3. Correct answer: C

Explanation:
During the relative refractory period (late Phase 3), some fast sodium channels begin to recover from inactivation. Because not all channels have reset, a stronger-than-normal stimulus is required to reach threshold. This partial recovery explains why re-excitation is possible but more difficult.

4. Correct answer: B

Explanation:
The plateau phase prolongs the action potential, which in turn prolongs the refractory period. If Phase 2 is shortened, the overall action potential duration decreases, and the refractory period shortens accordingly. Because the refractory period normally prevents premature re-excitation, shortening it increases the possibility of re-stimulation before full relaxation.

5. Correct answer: A

Explanation:
Phase 3 repolarisation is driven by potassium efflux. Increasing potassium permeability increases outward current, accelerating repolarisation and shortening action potential duration.

🧠 Test Yourself (Before You Move On)

Pause for a moment.
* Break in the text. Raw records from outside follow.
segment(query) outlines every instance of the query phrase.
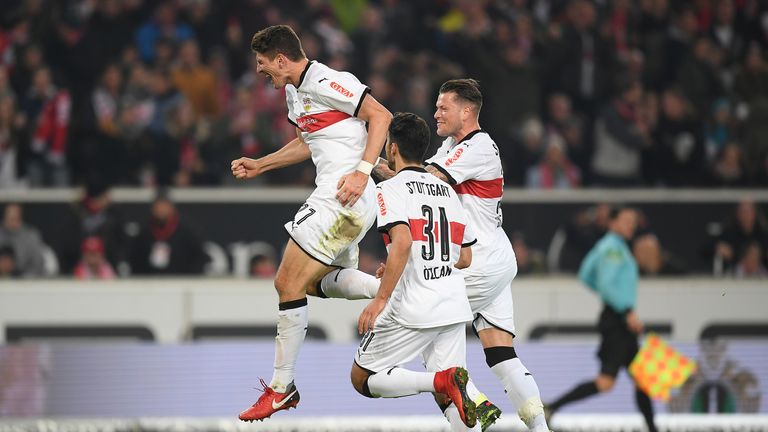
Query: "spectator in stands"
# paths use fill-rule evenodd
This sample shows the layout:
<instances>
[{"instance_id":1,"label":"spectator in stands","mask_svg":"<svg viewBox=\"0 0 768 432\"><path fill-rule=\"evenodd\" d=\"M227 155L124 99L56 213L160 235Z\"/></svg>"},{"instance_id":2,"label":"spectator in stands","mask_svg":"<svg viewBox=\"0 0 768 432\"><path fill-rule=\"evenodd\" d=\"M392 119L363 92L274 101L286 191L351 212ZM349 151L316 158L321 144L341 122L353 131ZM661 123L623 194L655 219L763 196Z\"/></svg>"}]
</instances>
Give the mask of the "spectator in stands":
<instances>
[{"instance_id":1,"label":"spectator in stands","mask_svg":"<svg viewBox=\"0 0 768 432\"><path fill-rule=\"evenodd\" d=\"M148 126L148 140L154 168L154 182L158 186L168 186L179 170L179 142L171 137L168 123L179 106L184 103L184 96L178 92L171 81L168 71L156 70L151 77L153 110Z\"/></svg>"},{"instance_id":2,"label":"spectator in stands","mask_svg":"<svg viewBox=\"0 0 768 432\"><path fill-rule=\"evenodd\" d=\"M715 20L709 30L712 42L724 54L724 69L730 72L737 59L743 57L747 44L744 26L736 24L736 12L732 0L718 0L715 6Z\"/></svg>"},{"instance_id":3,"label":"spectator in stands","mask_svg":"<svg viewBox=\"0 0 768 432\"><path fill-rule=\"evenodd\" d=\"M198 120L219 115L216 74L200 61L197 42L187 40L179 48L179 60L171 72L176 88L189 100Z\"/></svg>"},{"instance_id":4,"label":"spectator in stands","mask_svg":"<svg viewBox=\"0 0 768 432\"><path fill-rule=\"evenodd\" d=\"M632 254L642 276L671 276L686 273L685 266L663 250L655 234L642 234L632 242Z\"/></svg>"},{"instance_id":5,"label":"spectator in stands","mask_svg":"<svg viewBox=\"0 0 768 432\"><path fill-rule=\"evenodd\" d=\"M272 279L277 273L275 258L269 254L257 254L251 258L251 277Z\"/></svg>"},{"instance_id":6,"label":"spectator in stands","mask_svg":"<svg viewBox=\"0 0 768 432\"><path fill-rule=\"evenodd\" d=\"M24 185L22 153L27 148L26 117L16 111L12 93L0 95L0 189Z\"/></svg>"},{"instance_id":7,"label":"spectator in stands","mask_svg":"<svg viewBox=\"0 0 768 432\"><path fill-rule=\"evenodd\" d=\"M221 152L211 140L211 124L195 121L192 104L186 99L176 106L167 124L170 138L179 146L179 170L175 175L176 186L201 186L217 184L215 167L225 166Z\"/></svg>"},{"instance_id":8,"label":"spectator in stands","mask_svg":"<svg viewBox=\"0 0 768 432\"><path fill-rule=\"evenodd\" d=\"M671 88L661 97L661 116L649 148L649 180L668 186L699 186L704 179L704 125L682 92Z\"/></svg>"},{"instance_id":9,"label":"spectator in stands","mask_svg":"<svg viewBox=\"0 0 768 432\"><path fill-rule=\"evenodd\" d=\"M13 248L15 268L24 277L40 277L45 274L43 240L40 232L24 223L20 204L5 206L3 224L0 226L0 245Z\"/></svg>"},{"instance_id":10,"label":"spectator in stands","mask_svg":"<svg viewBox=\"0 0 768 432\"><path fill-rule=\"evenodd\" d=\"M81 143L80 164L88 170L84 177L106 178L109 183L122 181L126 175L126 143L123 132L123 75L117 64L110 64L91 94L94 133Z\"/></svg>"},{"instance_id":11,"label":"spectator in stands","mask_svg":"<svg viewBox=\"0 0 768 432\"><path fill-rule=\"evenodd\" d=\"M610 94L615 56L599 31L593 2L572 1L566 14L562 37L548 50L547 82L567 94L579 112L593 118Z\"/></svg>"},{"instance_id":12,"label":"spectator in stands","mask_svg":"<svg viewBox=\"0 0 768 432\"><path fill-rule=\"evenodd\" d=\"M584 119L573 111L571 100L564 93L550 95L547 109L547 131L563 137L568 159L582 174L588 173L590 153L584 145Z\"/></svg>"},{"instance_id":13,"label":"spectator in stands","mask_svg":"<svg viewBox=\"0 0 768 432\"><path fill-rule=\"evenodd\" d=\"M18 36L24 38L22 35ZM36 70L45 67L45 61L43 60L43 49L36 43L20 43L17 50L19 61L11 70L11 87L21 102L19 106L26 110L25 98L32 86L32 76Z\"/></svg>"},{"instance_id":14,"label":"spectator in stands","mask_svg":"<svg viewBox=\"0 0 768 432\"><path fill-rule=\"evenodd\" d=\"M155 43L158 39L181 42L193 37L192 27L178 22L175 2L163 0L157 5L152 20L136 31L136 44L141 58L151 63L155 60Z\"/></svg>"},{"instance_id":15,"label":"spectator in stands","mask_svg":"<svg viewBox=\"0 0 768 432\"><path fill-rule=\"evenodd\" d=\"M696 39L692 55L680 65L677 73L678 84L695 107L711 107L725 93L722 79L718 74L717 62L720 51L706 37Z\"/></svg>"},{"instance_id":16,"label":"spectator in stands","mask_svg":"<svg viewBox=\"0 0 768 432\"><path fill-rule=\"evenodd\" d=\"M580 210L561 228L565 240L560 252L558 270L575 272L579 263L608 230L611 207L601 203Z\"/></svg>"},{"instance_id":17,"label":"spectator in stands","mask_svg":"<svg viewBox=\"0 0 768 432\"><path fill-rule=\"evenodd\" d=\"M726 98L718 99L712 107L712 118L707 125L707 160L714 161L735 136L735 119L731 115L731 103Z\"/></svg>"},{"instance_id":18,"label":"spectator in stands","mask_svg":"<svg viewBox=\"0 0 768 432\"><path fill-rule=\"evenodd\" d=\"M0 279L20 278L21 271L16 266L16 254L10 245L0 246Z\"/></svg>"},{"instance_id":19,"label":"spectator in stands","mask_svg":"<svg viewBox=\"0 0 768 432\"><path fill-rule=\"evenodd\" d=\"M741 259L733 271L733 275L739 279L743 278L766 278L768 270L763 263L763 248L765 245L753 241L749 243L741 253Z\"/></svg>"},{"instance_id":20,"label":"spectator in stands","mask_svg":"<svg viewBox=\"0 0 768 432\"><path fill-rule=\"evenodd\" d=\"M80 260L82 241L99 237L104 254L113 268L120 269L127 257L128 236L122 212L112 205L109 187L94 180L85 188L82 198L73 203L60 223L54 249L61 271L71 274Z\"/></svg>"},{"instance_id":21,"label":"spectator in stands","mask_svg":"<svg viewBox=\"0 0 768 432\"><path fill-rule=\"evenodd\" d=\"M723 230L715 244L715 255L722 259L726 270L733 269L743 259L750 244L760 245L760 250L768 249L768 228L765 217L758 212L754 201L741 201L735 212L735 218ZM765 256L761 257L765 260ZM753 257L750 257L753 259ZM766 263L763 261L762 263Z\"/></svg>"},{"instance_id":22,"label":"spectator in stands","mask_svg":"<svg viewBox=\"0 0 768 432\"><path fill-rule=\"evenodd\" d=\"M150 217L131 248L131 271L137 275L202 274L206 262L203 243L181 220L170 199L159 196Z\"/></svg>"},{"instance_id":23,"label":"spectator in stands","mask_svg":"<svg viewBox=\"0 0 768 432\"><path fill-rule=\"evenodd\" d=\"M525 241L525 235L520 231L515 231L511 236L512 249L515 251L517 259L517 274L542 274L547 272L546 259L544 253L534 249Z\"/></svg>"},{"instance_id":24,"label":"spectator in stands","mask_svg":"<svg viewBox=\"0 0 768 432\"><path fill-rule=\"evenodd\" d=\"M737 74L734 92L746 117L744 160L751 181L768 183L768 65L760 48L753 44Z\"/></svg>"},{"instance_id":25,"label":"spectator in stands","mask_svg":"<svg viewBox=\"0 0 768 432\"><path fill-rule=\"evenodd\" d=\"M547 149L541 162L528 169L526 186L534 189L574 189L581 183L581 173L568 160L565 141L556 133L547 134Z\"/></svg>"},{"instance_id":26,"label":"spectator in stands","mask_svg":"<svg viewBox=\"0 0 768 432\"><path fill-rule=\"evenodd\" d=\"M104 242L87 237L80 246L82 258L75 266L75 279L114 279L115 270L104 257Z\"/></svg>"},{"instance_id":27,"label":"spectator in stands","mask_svg":"<svg viewBox=\"0 0 768 432\"><path fill-rule=\"evenodd\" d=\"M709 172L711 186L744 187L749 184L744 153L738 143L727 144L717 155Z\"/></svg>"},{"instance_id":28,"label":"spectator in stands","mask_svg":"<svg viewBox=\"0 0 768 432\"><path fill-rule=\"evenodd\" d=\"M663 40L663 57L659 59L662 66L651 75L651 84L655 89L677 82L680 64L690 55L698 33L696 11L690 6L683 6L670 24Z\"/></svg>"},{"instance_id":29,"label":"spectator in stands","mask_svg":"<svg viewBox=\"0 0 768 432\"><path fill-rule=\"evenodd\" d=\"M214 47L224 44L224 19L221 8L229 2L211 0L189 0L185 2L186 14L195 39L200 44L203 58L210 58Z\"/></svg>"},{"instance_id":30,"label":"spectator in stands","mask_svg":"<svg viewBox=\"0 0 768 432\"><path fill-rule=\"evenodd\" d=\"M31 129L27 178L32 186L67 186L67 134L72 101L66 89L53 85L51 71L34 72L25 101Z\"/></svg>"},{"instance_id":31,"label":"spectator in stands","mask_svg":"<svg viewBox=\"0 0 768 432\"><path fill-rule=\"evenodd\" d=\"M5 66L0 62L0 98L8 97L15 98L16 94L11 88L10 76L8 75L8 66Z\"/></svg>"},{"instance_id":32,"label":"spectator in stands","mask_svg":"<svg viewBox=\"0 0 768 432\"><path fill-rule=\"evenodd\" d=\"M502 152L500 156L504 158L505 184L523 186L528 170L541 159L546 147L546 135L541 120L538 117L526 119L516 138L511 151Z\"/></svg>"},{"instance_id":33,"label":"spectator in stands","mask_svg":"<svg viewBox=\"0 0 768 432\"><path fill-rule=\"evenodd\" d=\"M642 184L641 154L652 144L647 119L641 112L642 101L642 84L628 81L622 84L618 97L600 112L595 124L593 184L608 187Z\"/></svg>"}]
</instances>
No notes.

See if you can answer these in your head:

• Why does the heart not undergo tetany?
• Why is Phase 0 calcium-driven in the SA node but sodium-driven in ventricular muscle?
• What determines how quickly the SA node fires?
• Why does shortening the plateau phase increase the risk of premature re-excitation?
• What is happening at the ion channel level during the relative refractory period?

If you can explain these out loud — even imperfectly — you understand the foundations.

Not memorised, understood.
Build the physiology carefully — the clinical reasoning will follow.